John Pfahl: In Memoriam 1939–2020
By Lisa Hostetler, Curator in Charge, Department of Photography
People think the camera steals their soul. Places, I am convinced, are affected in the opposite direction. The more they are photographed (or drawn and painted), the more soul they seem to accumulate. — John Pfahl
John Pfahl, who died on April 15, was an artist steeped in America’s pictorial relationship to nature. For his first major body of work, Altered Landscapes (1974–78), he positioned lengths of string, tape, and similar markers in natural environments so they created a geometric shape when photographed from a specific vantage point. These optical illusions depended on the difference between a camera’s one-point perspective and human perception, which is binocular, and subtly disclosed our tendency to conflate the world around us with constructed images of it. Noted by critics for its witty comment on twentieth-century attitudes toward the natural world, the series became a touchstone for discourses about contemporary art and photography in the postmodern era.
Pfahl considered society’s attitude toward land and landscapes throughout his career. In Power Places (1981–84) and Smoke (1988–92), he pondered the disconcerting intermix of industrial plants in Edenic surroundings, and his Arcadia Revisited (1985–86) and Permutations on the Picturesque (1993–99) mused on our emotional attachment to places and pictures of places. A consummate gardener, Pfahl also created art from more humble sights and materials, such as organic household refuse (The Very Rich Hours of a Compost Pile, 1992–93) and the eccentric growth of certain flora (Extreme Horticulture, 1990–2002). Collectively, his work reckoned with humanity’s tendency to revere nature’s image while despoiling its reality.
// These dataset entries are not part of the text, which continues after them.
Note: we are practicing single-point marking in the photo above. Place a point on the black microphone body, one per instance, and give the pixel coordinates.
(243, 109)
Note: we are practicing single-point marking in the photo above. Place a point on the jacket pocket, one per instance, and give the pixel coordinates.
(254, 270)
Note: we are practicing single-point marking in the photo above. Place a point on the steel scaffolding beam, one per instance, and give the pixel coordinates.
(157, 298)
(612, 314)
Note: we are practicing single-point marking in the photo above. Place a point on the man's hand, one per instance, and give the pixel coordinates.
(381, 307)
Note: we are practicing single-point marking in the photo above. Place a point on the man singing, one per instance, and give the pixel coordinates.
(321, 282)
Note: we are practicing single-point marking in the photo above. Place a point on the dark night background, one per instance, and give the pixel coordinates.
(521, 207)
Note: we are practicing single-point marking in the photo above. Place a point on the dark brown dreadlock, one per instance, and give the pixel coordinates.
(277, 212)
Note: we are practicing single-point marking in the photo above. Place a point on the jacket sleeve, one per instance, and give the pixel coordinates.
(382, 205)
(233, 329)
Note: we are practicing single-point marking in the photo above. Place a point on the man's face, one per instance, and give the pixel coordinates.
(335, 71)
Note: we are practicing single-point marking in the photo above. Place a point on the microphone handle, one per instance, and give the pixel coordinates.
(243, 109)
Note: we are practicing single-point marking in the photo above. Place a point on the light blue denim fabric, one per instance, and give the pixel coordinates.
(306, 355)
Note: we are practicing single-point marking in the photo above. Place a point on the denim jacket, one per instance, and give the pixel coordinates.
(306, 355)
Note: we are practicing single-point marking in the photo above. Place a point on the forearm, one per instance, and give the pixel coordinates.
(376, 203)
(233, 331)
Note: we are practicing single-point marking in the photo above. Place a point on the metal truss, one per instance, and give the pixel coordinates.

Astute and perceptive, Pfahl was a warm person with a dry sense of humor and gentle demeanor. He was committed to the Eastman Museum, serving as a trustee and trustee emeritus since 1988. He was an active participant in Photography Collection Committee and Conservation Committee meetings. Thanks to his generosity, the institution holds more than 300 of his photographs, and as an early advocate of cold storage for the long-term preservation of color photographs, he helped make it possible for the museum to take its first step in that direction with his own work. In recent years, his art was widely exhibited both in the United States and abroad. At one point in 2016, all three exhibitions at the Eastman Museum contained a John Pfahl photograph: Photography and America’s National Parks in the Main Galleries, Sight Reading in the Project Gallery, and Selections from the Permanent Collection in the History of Photography Gallery. That same year, his recipe for “Hamburgers au Slivovitz,” a version of steak au poivre with Yugoslavian brandy (the recipe is from 1977), was published in The Photographer’s Cookbook, a testament to his Puck-like approach to art and life.